Anna ajoute aussi : « Quand j'étais en secondaire 1-2, au Collège de Montréal, ma sœur et moi on était comme…on essayait d'être Québécoises » (P8, F, origine bulgare). Il est très

39

intéressant de voir ici que la composition de l’école joue sur l’identification de cette jeune issue de l’immigration. Cette identification en tant que Québécoise est donc davantage un type de revendication qu’un réel sentiment d’appartenir à ce groupe. Anna ne se sent pas réellement Québécoise, mais peut tout de même faire partie de la catégorie aux yeux du groupe majoritaire puisqu’elle n’est pas racisée. Le cas d’Anna est surtout intéressant lorsqu’on le compare à celui de notre prochain participant, Justin.

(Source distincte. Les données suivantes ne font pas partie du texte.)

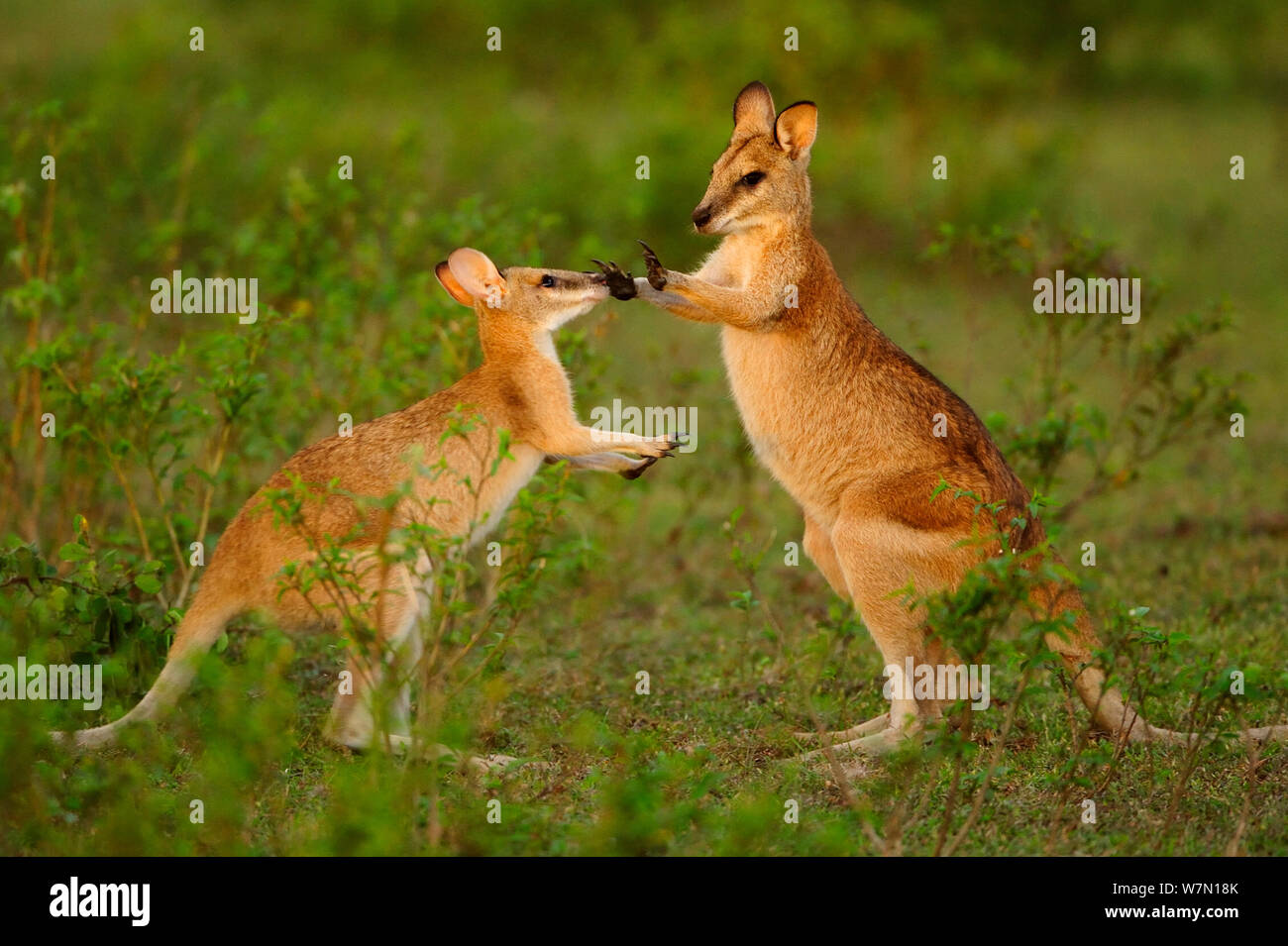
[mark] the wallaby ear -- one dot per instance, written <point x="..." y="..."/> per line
<point x="797" y="129"/>
<point x="454" y="288"/>
<point x="476" y="275"/>
<point x="754" y="111"/>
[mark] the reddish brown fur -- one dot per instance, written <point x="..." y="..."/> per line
<point x="845" y="420"/>
<point x="519" y="387"/>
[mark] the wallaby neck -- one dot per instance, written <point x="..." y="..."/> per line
<point x="506" y="340"/>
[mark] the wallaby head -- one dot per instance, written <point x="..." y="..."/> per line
<point x="761" y="177"/>
<point x="539" y="299"/>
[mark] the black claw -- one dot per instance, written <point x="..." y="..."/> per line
<point x="636" y="472"/>
<point x="656" y="271"/>
<point x="619" y="284"/>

Ce dernier s’identifie fortement comme Chinois, toutefois, il mentionne aussi qu’il se sent Québécois, mais qu’il n’est pas en mesure de partager cette identification, et ce, à cause de la catégorisation par les membres du groupe majoritaire :

« J’étais toujours Chinois, mais au fond je savais que j’étais un peu plus Québécois, mais je gardais ça pour moi » / « Parce que je peux dire que je suis Québécois, mais n’importe qui pourrait dire, pour vrai, tu es Chinois » (Justin, M, origine chinoise) Il est intéressant de constater que Justin ne sent pas qu’il a la légitimité nécessaire pour s’identifier comme Québécois, pour faire partie de ce groupe à cause des rapports de pouvoir inégaux entre le groupe majoritaire et les minorités racisées. Pour ce qui est d’Anna, même si l’investissement identitaire envers la catégorie Québécois n’est pas présent comme chez Justin, le fait qu’elle soit blanche lui permet de se faire passer pour une Québécoise, c’est-à- dire d’être perçue comme telle par les membres du groupe dominant. Cela signifie que, pour ces deux participants, la blanchité est un marqueur significatif des frontières symboliques de la québécité. Comme nous l’avions vu dans notre cadre théorique, l’identification ethnique peut être fluctuelle, mais les possibilités d’identifications sont limitées par la façon dont les majoritaires perçoivent les minoritaires (Jenkins, 2008; Waters, 1990). Par contre, même si elle a la possibilité de le faire, ce n’est pas ce qu’elle ressent, puisqu’elle se sent toujours immigrante. Donc, d’une part Anna était en mesure de revendiquer une identification à la catégorie « Québécois », Justin de son côté a intériorisé le regard de l’Autre comme étant supérieur. De ce fait même, il est prisonnier de cette identification comme minoritaire et ne peut s’en départir. Les marques qui définissent les frontières, telles que théorisées par Juteau (1999), sont en effet choisies à partir de rapports sociaux inégaux. Les membres du groupe majoritaire utilisent des marqueurs – la langue, la couleur de la peau, le pays d’origine – qui excluent Justin de ce groupe et le renvoient au groupe minoritaire. En effet, comme le mentionne Juteau : « Nous sommes tous Québécois, mais certains Québécois le sont plus que

40

les autres » (1999, p.159). Ainsi, les propos de Justin nous font comprendre que cette catégorie « Québécois » est réservée à l’ethnicité dominante.